Investigate memory usage and garbage collection in Finding aid generation issues
|Google Code Legacy ID:||Tested version:||2.4|
From a user forum report, 2019-08-02: https://groups.google.com/d/msg/ica-atom-users/1J8L0_Jy8HQ/4ZNCGIldFgAJ
Hello, when I generate the Finding aid report the following error happens:
"Exception in thread" main "java.lang.OutOfMemoryError: GC overhead limit exceeded"
The file “php3wjUT2” has 143MB and approximately 1761547 lines.

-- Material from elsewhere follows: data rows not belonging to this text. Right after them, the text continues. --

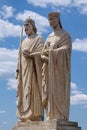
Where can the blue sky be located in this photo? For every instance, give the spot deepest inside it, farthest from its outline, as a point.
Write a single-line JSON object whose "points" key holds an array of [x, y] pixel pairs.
{"points": [[74, 20]]}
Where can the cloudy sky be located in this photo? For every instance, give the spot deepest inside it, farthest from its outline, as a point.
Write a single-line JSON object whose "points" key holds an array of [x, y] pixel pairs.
{"points": [[74, 20]]}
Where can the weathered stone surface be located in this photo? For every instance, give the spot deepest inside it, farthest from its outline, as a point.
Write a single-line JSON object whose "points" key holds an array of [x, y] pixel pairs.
{"points": [[47, 125]]}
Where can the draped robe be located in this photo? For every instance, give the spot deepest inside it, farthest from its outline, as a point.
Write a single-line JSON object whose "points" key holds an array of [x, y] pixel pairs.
{"points": [[56, 75], [29, 80]]}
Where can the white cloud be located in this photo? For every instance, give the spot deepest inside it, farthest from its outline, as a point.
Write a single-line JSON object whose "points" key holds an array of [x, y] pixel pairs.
{"points": [[2, 111], [41, 21], [77, 97], [12, 83], [44, 3], [6, 11], [81, 5], [8, 62], [8, 29], [80, 45]]}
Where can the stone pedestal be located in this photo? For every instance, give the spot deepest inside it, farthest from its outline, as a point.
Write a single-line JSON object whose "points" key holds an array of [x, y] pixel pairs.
{"points": [[47, 125]]}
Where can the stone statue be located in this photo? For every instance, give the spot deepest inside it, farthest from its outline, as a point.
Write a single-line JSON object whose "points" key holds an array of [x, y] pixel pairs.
{"points": [[56, 55], [29, 71]]}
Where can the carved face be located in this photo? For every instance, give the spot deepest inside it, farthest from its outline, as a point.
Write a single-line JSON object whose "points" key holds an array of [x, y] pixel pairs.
{"points": [[53, 21], [28, 28]]}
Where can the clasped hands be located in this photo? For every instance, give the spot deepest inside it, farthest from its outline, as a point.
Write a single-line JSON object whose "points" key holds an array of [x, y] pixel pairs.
{"points": [[26, 53]]}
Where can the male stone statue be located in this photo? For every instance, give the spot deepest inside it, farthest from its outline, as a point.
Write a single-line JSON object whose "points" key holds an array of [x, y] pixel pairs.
{"points": [[29, 75], [56, 55]]}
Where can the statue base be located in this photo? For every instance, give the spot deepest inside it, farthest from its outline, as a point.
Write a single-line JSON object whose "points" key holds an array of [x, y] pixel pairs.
{"points": [[47, 125]]}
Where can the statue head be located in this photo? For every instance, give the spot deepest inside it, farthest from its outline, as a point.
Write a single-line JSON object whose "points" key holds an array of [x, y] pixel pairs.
{"points": [[30, 27], [54, 19]]}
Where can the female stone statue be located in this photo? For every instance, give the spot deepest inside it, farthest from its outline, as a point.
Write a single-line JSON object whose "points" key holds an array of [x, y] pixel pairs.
{"points": [[56, 55]]}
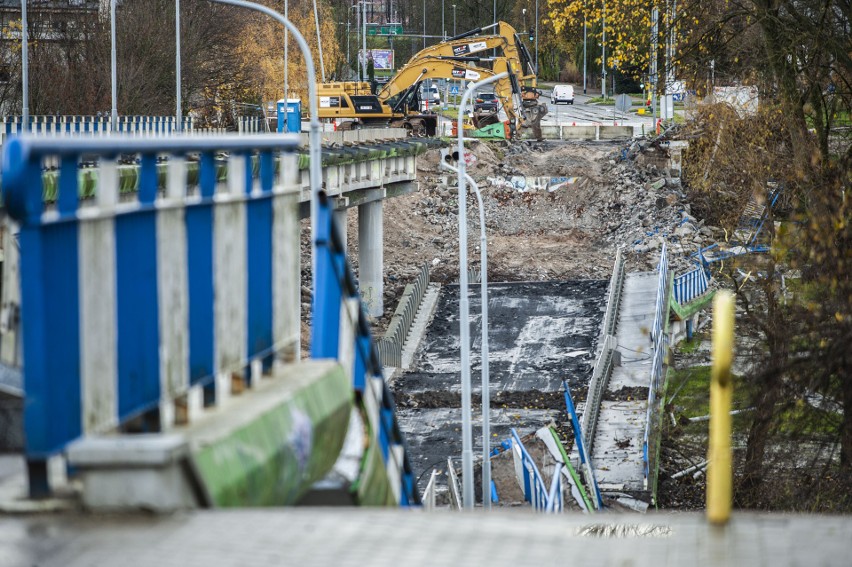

"arFindingAidJob": Running: java -jar '/var/www/html/atom/atom-2.4.1/lib/task/pdf/saxon9he.jar' -s: '/ tmp / phpnAm9Fl' -xsl: '/ var /www/html/atom/atom-2.4.1/lib/task/pdf/ead-pdf-inventory-summary.xsl '-o:' / tmp / php3wjUT2 '2> & 1
"arFindingAidJob": Running: fop -r -q -fo '/ tmp / php3wjUT2' -pdf '/var/www/html/atom/atom-2.4.1/downloads/legislative-language-assembly -general-3.pdf '2> & 1
"arFindingAidJob": Converting the EAD FO to PDF has failed.
I split the php3wjUT2 file into 3 parts of about 50MB and ran the command line below and the pdf was generated successfully.
fop -r -q -fo '/ tmp / php3wjUT2' -pdf '/var/www/html/atom/atom-2.4.1/downloads/legislative-assembly-of-blade-general-3.pdf '2> & 1
CPU (s): 4 - MHz: 2600.000
Free Disk: 34G
Are there any adjustments I can make to generate the report without splitting it?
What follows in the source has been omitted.